TeselaGen’s DISCOVER module provides an interface and compute infrastructure to create, train and execute ML (Machine Learning) algorithms using Teselagen’s Proprietary Software for fast data loading and processing.

Once you have designed, built and experimentally characterized the genetic constructs of your study, you can now apply the various DISCOVER Machine Learning and/or Deep Learning tools created by TeselaGen. This technology allows you, in a systematic and autonomous way, to extract useful information to make optimization and redesign decisions for your genetic elements. In this way, TeselaGen users can complete the D-B-T-L (Design, Build, Test, Learn) cycle of bio-manufacturing and evolve their biological systems. An image of the DISCOVER application that you can see below, shows the different models implemented: Predictions, Evolutions and Generations.

We’ll take a closer look at these functionalities associated with AI (Artificial Intelligence) developments in future articles.

Architecture

The DISCOVER module is built to help biotech companies design, deploy, train and test state-of-the-art machine learning algorithms. DISCOVER runs on cloud-based hardware and it’s optimized for running compute-intensive ML applications. The DISCOVER module contains a frontend interface, developed in React/Redux/MobX, that allows the scientist to easily choose among a selection of TeselaGen’s proprietary algorithms. The backend includes a ML engine that can run algorithms dependent on Tensorflow, Scikit Learn and PyTorch. TeselaGen's architecture and all its applications are set in a suitable environment, which meets the high programming standards demanded by TeselaGen's customers. It is a stable and fail-safe system, is easily scalable and is based on a modularized system with docker containers.

Schema of DISCOVER’s front-end and back-end components.

Besides that, DISCOVER meets modern data security guarantees. Each component has a security layer that shields these containers from external access. Every interaction between them is protected and any data exchange with the outside is done through corresponding HTTPs or TLS protocols using TeselaGen's APIs.

Integration with TEST Module

The application of ML to genetics and synthetic biology raises a number of challenges that need to be addressed. Training ML models might require a large amount of data, which can be difficult to acquire. In addition, some ML techniques require extensive computational resources, without which training becomes too time-consuming.

The DISCOVER module will provide you with powerful libraries written in Python to design and deploy machine and deep learning applications. This includes libraries for communicating with the DESIGN and TEST APIs, as well as our ML task messaging queue and our DISCOVER database. The TEST module takes the open-source Experimental Data Depot (EDD) knowledge base and provides the necessary data to train supervised machine learning algorithms. If you want to read more about it you can go to this article. The output of the DISCOVER module can guide the next iteration of libraries to be designed and built.

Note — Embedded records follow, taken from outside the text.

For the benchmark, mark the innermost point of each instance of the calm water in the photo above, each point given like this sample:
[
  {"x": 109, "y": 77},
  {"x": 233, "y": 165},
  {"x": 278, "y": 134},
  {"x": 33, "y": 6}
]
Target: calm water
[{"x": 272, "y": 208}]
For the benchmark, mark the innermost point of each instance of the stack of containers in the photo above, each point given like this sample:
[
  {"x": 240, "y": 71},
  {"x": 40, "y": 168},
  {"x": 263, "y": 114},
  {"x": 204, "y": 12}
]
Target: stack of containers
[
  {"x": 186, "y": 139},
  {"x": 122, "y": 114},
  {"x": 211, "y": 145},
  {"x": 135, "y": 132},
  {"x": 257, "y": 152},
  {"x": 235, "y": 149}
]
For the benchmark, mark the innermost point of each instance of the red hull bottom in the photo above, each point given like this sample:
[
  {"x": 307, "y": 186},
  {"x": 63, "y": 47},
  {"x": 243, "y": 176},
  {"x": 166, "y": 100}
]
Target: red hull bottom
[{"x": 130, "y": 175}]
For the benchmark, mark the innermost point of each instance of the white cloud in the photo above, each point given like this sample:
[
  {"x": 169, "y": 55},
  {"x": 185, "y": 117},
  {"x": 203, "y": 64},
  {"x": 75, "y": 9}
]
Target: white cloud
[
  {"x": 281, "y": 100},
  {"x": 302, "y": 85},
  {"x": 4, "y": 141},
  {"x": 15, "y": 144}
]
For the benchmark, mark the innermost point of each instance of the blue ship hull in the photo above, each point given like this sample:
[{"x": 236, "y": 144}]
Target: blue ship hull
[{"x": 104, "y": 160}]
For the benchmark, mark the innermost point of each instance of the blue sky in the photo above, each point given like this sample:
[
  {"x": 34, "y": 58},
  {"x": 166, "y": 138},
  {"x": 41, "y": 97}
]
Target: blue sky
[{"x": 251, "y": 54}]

Integration between TeselaGen applications.

Optimizing Assemblies

With TeselaGen's platform, researchers can design combinatorial libraries that include thousands of different variants. For many applications, it is not enough to design and build DNA constructs. Researchers need to be confident that their synthesized combinatorial or hierarchical libraries meet stringent quality assurance criteria. The high throughput experiments and massive data generation that is common to many biotech and biopharma companies depend crucially on the efficient generation of screening candidates with a high probability of success. TeselaGen’s j5 algorithm, which creates detailed instructions to assemble DNA, relies on the specification of assembly strategies, parameters, and rules that can be tuned to achieve optimal results. The tuning of these choices can be guided based on the output of bioinformatic tools such as j5 itself, as well as experimental DNA sequence validation results. As an example, our platform allows our users to align DNA sequencing runs with their reference designs in order to validate the quality of their synthesized constructs. As we collect these DNA sequence validation datasets, the DISCOVER module can train machine learning models (like RNNs) that can help the biologist further refine their designs and assembly simulations.

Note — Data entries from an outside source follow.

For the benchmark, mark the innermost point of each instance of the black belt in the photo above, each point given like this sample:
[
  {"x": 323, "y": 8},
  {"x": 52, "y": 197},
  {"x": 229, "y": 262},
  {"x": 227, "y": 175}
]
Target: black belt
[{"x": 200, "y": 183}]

A recurrent neural network (RNN) is a network with memory, ideal for modeling sequences such as DNA.

Conclusions

TeselaGen has developed a powerful, cloud-based, computer aided design and build platform for accelerating synthetic biology. Our customers are already using our flexible informatics backbone to guide the construction of synthetic DNA to further the production of immunotherapy biologics, virus like particles (VLPs), sustainable chemicals, natural products, and plant modifications for enhanced agricultural traits. TeselaGen Biotechnology has set the goal of developing a next-generation software platform that will harness state-of-the-art machine learning to assist customers with the design, build and Synthetic Evolution™ of their biological constructs. As companies seek to scale their synthetic biology efforts, they will benefit from TeselaGen’s DISCOVER module to optimize their Synthetic Biology processes. The success will depend ultimately on how well scientists can collect and store experimental data in the TEST module. As our customers work closely with our platform, we will empower them with enabling design decisions that accelerate product development.